A crowd of more than 500 gathered at the Buffalo Soldiers National Museum, which honors African-American regiments the U.S. Army commissioned during the Civil War. They got the "Buffalo Soldiers" nickname from Native Americans, who said their curly hair reminded them of buffaloes.
Capt. Paul Matthews, the museum's founder and executive director, said that Congresswoman Sheila Jackson Lee, a high-energy Democrat who is often spotted at press conferences around town, brought Bill Clinton to the museum to speak.
Matthews said he doesn't think the changes that President Bill Clinton made in the 1990s to the country's welfare policies, which critics say had a negative impact on African-American families, would hurt Hillary Clinton's standing in the black community.
"The African-American community is not a one-issue community.
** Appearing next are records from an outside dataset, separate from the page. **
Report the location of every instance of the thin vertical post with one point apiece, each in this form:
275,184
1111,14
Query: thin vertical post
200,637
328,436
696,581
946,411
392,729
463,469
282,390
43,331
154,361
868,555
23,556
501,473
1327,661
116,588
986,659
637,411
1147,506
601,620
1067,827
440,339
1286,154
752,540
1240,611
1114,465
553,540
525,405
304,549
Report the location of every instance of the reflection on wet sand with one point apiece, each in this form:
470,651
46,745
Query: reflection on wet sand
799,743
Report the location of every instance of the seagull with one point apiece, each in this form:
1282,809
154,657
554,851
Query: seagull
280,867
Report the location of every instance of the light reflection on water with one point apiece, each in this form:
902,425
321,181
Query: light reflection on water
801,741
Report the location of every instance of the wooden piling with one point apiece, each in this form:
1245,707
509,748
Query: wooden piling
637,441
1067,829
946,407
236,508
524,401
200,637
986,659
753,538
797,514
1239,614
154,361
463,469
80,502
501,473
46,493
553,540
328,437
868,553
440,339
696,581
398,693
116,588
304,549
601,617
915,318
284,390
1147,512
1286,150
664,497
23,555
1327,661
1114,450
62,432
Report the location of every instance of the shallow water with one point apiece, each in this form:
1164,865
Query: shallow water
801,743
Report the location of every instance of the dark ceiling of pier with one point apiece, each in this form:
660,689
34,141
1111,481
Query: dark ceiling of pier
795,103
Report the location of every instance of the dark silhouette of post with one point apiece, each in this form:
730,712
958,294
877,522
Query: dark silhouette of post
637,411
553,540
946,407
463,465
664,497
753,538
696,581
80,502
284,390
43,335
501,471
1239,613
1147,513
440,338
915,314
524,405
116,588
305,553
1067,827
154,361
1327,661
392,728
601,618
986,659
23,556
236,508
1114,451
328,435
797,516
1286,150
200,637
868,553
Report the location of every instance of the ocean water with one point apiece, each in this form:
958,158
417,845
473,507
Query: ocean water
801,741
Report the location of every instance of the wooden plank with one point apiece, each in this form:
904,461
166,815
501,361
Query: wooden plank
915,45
There are a lot of things that we need to be involved in and I think someone like her can see the big picture, and I think the African-American public can see the big picture," Matthews told Courthouse News.
Matthews' soft voice was nearly drowned out by the caffeinated buzz of conversation between the business attired who stopped by on their way to work, mothers pushing strollers, college students and stylish older Clinton fans - most notably an elderly black woman in a tiger-print bowler hat and jacket - as they waited for Bill Clinton to take the stage.
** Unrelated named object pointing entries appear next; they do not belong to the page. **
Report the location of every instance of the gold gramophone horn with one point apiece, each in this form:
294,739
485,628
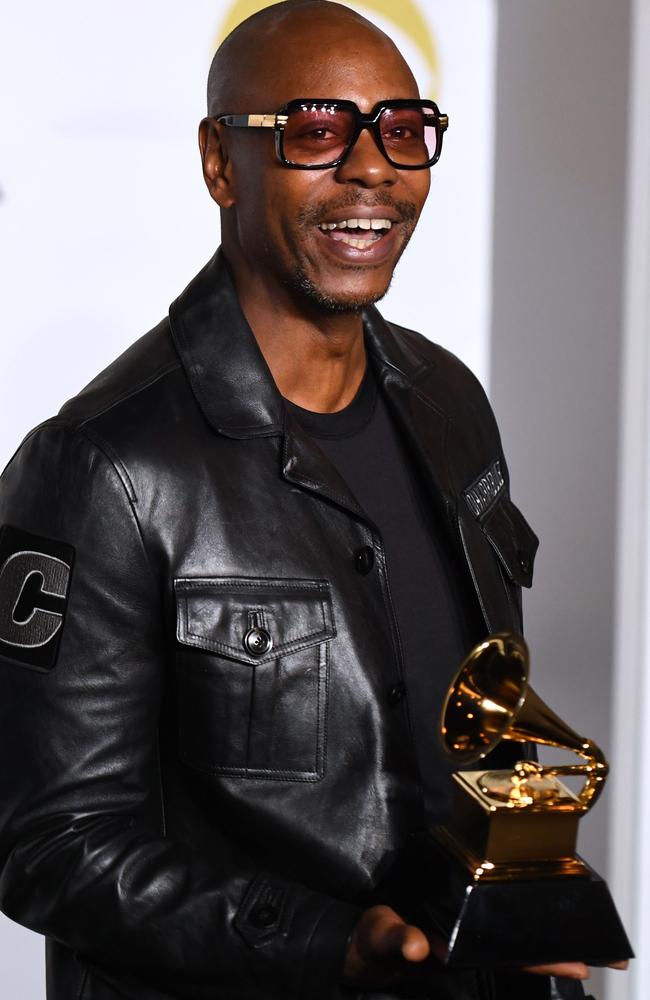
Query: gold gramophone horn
491,700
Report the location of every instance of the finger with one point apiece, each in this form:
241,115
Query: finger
570,970
415,946
396,938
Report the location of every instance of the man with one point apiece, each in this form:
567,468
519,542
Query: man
239,570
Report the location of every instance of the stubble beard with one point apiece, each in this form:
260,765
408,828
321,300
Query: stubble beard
299,280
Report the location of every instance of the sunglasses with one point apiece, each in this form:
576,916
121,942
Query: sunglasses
316,133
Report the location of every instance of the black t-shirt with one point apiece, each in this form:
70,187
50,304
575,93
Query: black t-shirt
435,609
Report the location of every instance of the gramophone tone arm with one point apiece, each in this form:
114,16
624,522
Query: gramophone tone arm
595,770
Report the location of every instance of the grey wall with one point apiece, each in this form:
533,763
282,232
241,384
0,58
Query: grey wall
556,336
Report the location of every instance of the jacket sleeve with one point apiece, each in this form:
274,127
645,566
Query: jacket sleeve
83,854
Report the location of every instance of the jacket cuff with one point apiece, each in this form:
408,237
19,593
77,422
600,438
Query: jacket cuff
325,956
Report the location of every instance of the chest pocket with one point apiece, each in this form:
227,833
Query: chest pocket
253,672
Matthews said that, although he stays informed about politics, prior to this presidential election cycle he didn't know anything about Hillary Clinton's opponent, Sen. Bernie Sanders of Vermont.
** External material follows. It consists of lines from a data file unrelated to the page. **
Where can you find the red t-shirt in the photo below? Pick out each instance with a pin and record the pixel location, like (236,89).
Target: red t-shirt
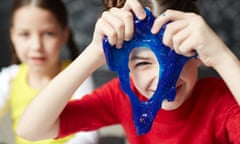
(209,116)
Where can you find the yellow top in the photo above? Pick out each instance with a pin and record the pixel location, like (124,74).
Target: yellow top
(20,96)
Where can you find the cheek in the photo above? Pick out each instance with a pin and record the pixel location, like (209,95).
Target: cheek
(53,48)
(21,50)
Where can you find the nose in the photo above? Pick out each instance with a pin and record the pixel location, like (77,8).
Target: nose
(36,43)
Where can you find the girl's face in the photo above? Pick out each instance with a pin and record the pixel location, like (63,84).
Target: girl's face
(37,37)
(144,71)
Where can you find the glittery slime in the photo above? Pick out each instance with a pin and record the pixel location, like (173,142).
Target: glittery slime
(171,66)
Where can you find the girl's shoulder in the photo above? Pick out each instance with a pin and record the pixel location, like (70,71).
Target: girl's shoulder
(6,75)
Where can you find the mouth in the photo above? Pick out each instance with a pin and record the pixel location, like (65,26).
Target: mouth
(38,60)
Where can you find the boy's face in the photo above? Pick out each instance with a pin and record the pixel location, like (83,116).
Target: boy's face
(144,71)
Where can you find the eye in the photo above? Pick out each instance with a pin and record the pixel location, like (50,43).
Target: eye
(23,34)
(50,33)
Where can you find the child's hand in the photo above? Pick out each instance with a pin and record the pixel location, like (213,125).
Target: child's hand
(116,24)
(189,33)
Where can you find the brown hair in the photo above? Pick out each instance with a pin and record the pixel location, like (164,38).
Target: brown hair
(58,9)
(182,5)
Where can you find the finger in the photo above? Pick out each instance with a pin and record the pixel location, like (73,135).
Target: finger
(127,18)
(117,24)
(107,30)
(187,47)
(136,8)
(169,15)
(180,37)
(171,30)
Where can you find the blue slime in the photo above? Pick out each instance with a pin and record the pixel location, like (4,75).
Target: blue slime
(170,64)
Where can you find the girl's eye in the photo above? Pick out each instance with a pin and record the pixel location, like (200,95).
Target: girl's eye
(24,34)
(49,33)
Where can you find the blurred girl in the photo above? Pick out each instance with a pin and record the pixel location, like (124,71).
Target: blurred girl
(203,111)
(39,30)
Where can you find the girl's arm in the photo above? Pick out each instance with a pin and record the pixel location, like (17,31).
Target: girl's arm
(41,118)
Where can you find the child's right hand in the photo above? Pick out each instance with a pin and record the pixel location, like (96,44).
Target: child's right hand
(116,24)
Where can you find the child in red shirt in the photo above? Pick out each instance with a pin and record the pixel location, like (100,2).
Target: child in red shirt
(204,111)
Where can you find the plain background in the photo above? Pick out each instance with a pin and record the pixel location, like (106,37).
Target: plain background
(222,15)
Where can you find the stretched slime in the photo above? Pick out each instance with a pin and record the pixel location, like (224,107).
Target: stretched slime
(170,64)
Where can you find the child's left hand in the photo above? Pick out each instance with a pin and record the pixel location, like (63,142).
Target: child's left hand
(189,33)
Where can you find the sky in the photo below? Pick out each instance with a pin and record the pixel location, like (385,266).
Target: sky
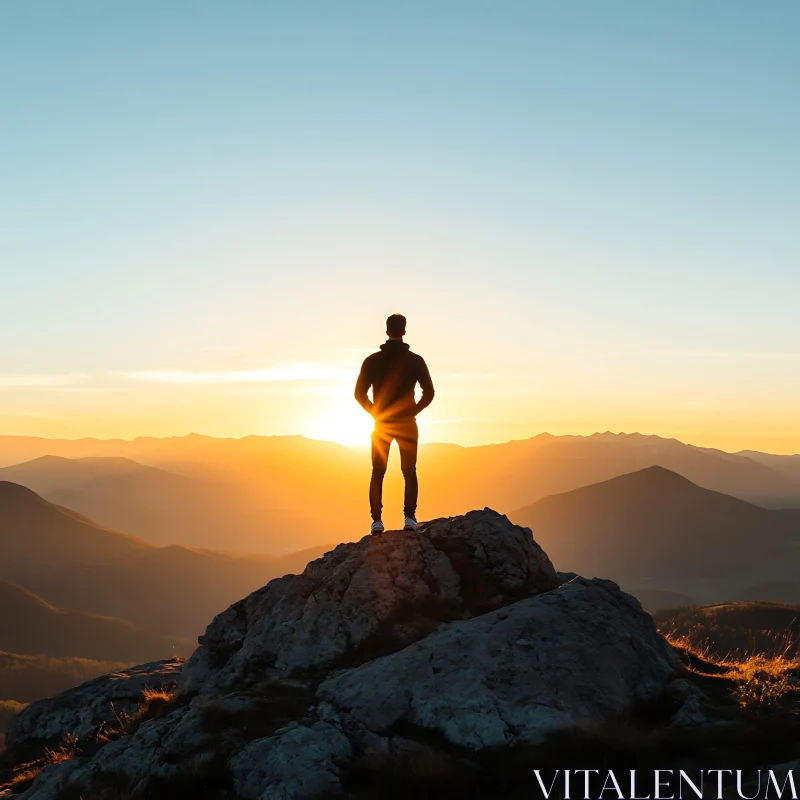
(587,211)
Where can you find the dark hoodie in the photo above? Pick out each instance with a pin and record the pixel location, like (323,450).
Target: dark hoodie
(393,374)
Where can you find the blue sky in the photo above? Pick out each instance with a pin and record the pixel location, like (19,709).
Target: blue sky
(590,206)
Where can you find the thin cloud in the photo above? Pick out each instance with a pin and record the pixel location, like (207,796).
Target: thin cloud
(22,381)
(293,373)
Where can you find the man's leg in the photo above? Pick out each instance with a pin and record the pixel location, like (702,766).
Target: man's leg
(381,442)
(407,436)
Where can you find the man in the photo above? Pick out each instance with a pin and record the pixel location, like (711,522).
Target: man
(393,373)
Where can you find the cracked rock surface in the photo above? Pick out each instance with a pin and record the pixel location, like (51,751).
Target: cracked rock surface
(462,631)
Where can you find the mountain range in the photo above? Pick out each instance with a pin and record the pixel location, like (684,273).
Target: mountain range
(654,529)
(32,626)
(277,494)
(70,561)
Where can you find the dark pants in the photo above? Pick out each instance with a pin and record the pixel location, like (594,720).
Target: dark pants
(405,433)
"If it wasn't for this election, someone like me who's in tune to politics, I didn't have a clue as to what his background was. And it's marketing too. I mean look at the Republican side. You have an individual that's leading the pack who did TV shows and he wasn't involved in major politics. So it's a strange election year," Matthews said.
Texas Sens. Sylvia Garcia, a Hispanic, and Rodney Ellis, an African-American, worked up the crowd before Bill Clinton took the stage.
"She's the most experienced candidate in the history of the United States," Ellis said of Hillary Clinton, adding that the Clintons' political roots in Texas go back to 1972 when they registered Hispanic voters in South Texas.
Garcia said the best way to build on President Baracak Obama's legacy is to elect Hillary Clinton. She also urged the crowd to imagine how Bill Clinton would take to the role of "First Dude" if his wife is elected.
"Ladies, I think it's your turn to have the first dude at the White House," Garcia said to hoots and cheers. "And I couldn't think of a better dude than Bill Clinton. You know he's going to have some fun."
Bill Clinton took the stage around 8:30 a.m. and put his signature little boy's smile and expressive saxophone player's hands to work.
Clinton, his Southern drawl hoarse from his grueling appearance schedule, touched on gun control. He said that, growing up in Arkansas, guns were a way of life for him.